Nous avons appris et nous connaissons les 10 commandements, ce qu’on appelle le Décalogue (dix paroles), alors les dix commandements et tous les préceptes de la vie chrétienne doivent être interprétés et vécus à la lumière de ce double et unique commandement de la charité, plénitude de la Loi : De ces deux commandements dépend toute la Loi, ainsi que les Prophètes.

Comme dit saint Paul : Le précepte : tu ne commettras pas d’adultère ; tu ne tueras pas ; tu ne voleras pas ; tu ne convoiteras pas, et tous les autres se résument en ces mots : tu aimeras ton prochain comme toi-même. La charité ne fait point de tort (de mal) au prochain. La charité est donc la loi dans sa plénitude (Rm 13, 9-10), aimer c’est accomplir la loi tout entière.
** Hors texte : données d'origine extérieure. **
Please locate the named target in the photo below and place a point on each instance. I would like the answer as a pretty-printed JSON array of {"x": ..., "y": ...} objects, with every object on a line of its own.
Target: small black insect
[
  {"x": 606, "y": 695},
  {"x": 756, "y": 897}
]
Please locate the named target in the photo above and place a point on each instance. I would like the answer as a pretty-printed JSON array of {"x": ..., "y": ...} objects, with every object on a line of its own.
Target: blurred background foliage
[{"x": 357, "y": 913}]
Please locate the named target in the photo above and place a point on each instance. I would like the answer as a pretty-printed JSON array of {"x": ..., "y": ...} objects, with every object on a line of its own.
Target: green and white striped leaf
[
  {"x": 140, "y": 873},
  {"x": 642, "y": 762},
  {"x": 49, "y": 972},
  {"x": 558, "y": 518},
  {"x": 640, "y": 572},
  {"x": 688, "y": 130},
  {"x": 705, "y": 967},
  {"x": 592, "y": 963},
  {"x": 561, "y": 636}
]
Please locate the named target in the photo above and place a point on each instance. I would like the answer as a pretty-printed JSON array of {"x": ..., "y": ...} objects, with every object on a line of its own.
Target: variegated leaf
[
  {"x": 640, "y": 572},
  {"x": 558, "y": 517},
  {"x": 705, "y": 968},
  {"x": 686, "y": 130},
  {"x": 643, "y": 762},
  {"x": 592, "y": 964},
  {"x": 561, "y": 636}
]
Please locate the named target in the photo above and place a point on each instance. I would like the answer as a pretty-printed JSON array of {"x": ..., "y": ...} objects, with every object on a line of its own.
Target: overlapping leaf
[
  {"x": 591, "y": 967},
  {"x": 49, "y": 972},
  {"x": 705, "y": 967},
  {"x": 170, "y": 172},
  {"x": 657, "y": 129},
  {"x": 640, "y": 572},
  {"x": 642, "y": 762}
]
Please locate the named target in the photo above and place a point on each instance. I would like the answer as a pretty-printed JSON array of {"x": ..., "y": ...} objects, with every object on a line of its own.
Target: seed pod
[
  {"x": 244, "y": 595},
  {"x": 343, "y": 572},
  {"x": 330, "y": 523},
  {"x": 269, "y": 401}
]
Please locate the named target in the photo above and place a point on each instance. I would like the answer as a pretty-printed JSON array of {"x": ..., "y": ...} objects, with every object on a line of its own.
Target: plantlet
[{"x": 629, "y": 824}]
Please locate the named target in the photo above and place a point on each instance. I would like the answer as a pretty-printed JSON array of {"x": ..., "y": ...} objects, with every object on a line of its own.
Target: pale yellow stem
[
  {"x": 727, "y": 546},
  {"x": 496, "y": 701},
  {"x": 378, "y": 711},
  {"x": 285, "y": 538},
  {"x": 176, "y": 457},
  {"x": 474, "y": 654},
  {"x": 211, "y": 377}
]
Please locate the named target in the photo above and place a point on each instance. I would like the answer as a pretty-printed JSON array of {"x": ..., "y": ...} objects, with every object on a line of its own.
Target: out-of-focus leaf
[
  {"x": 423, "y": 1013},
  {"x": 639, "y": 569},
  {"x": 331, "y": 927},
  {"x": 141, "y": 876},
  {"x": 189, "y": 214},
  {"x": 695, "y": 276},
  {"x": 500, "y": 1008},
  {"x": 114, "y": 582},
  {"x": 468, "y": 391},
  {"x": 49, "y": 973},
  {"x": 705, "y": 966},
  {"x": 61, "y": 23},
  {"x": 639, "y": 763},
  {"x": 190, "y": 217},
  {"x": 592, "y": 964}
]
Parmi les premiers livres de la bible, nous trouvons le livre de l’Exode, où Dieu révèle à Moïse sur le mont Sinaï, les dix commandements : Il les a écrits  » de son Doigt  » (Ex 31, 18 ; Dt 5, 22), Il les a écrits sur deux tables de pierre qu’Il donna à Moïse » (Dt 5, 22). C’est pourquoi ces deux tables sont appelées  » le Témoignage  » (Ex 25, 16). Ces  » tables du Témoignage  » (Ex 31, 18 ; 32, 15 ; 34, 29) doivent être déposées dans  » l’arche de l’Alliance » (Ex 25, 16 ; 40, 1-2). Elles étaient le symbole de l’Alliance de Dieu avec son Peuple.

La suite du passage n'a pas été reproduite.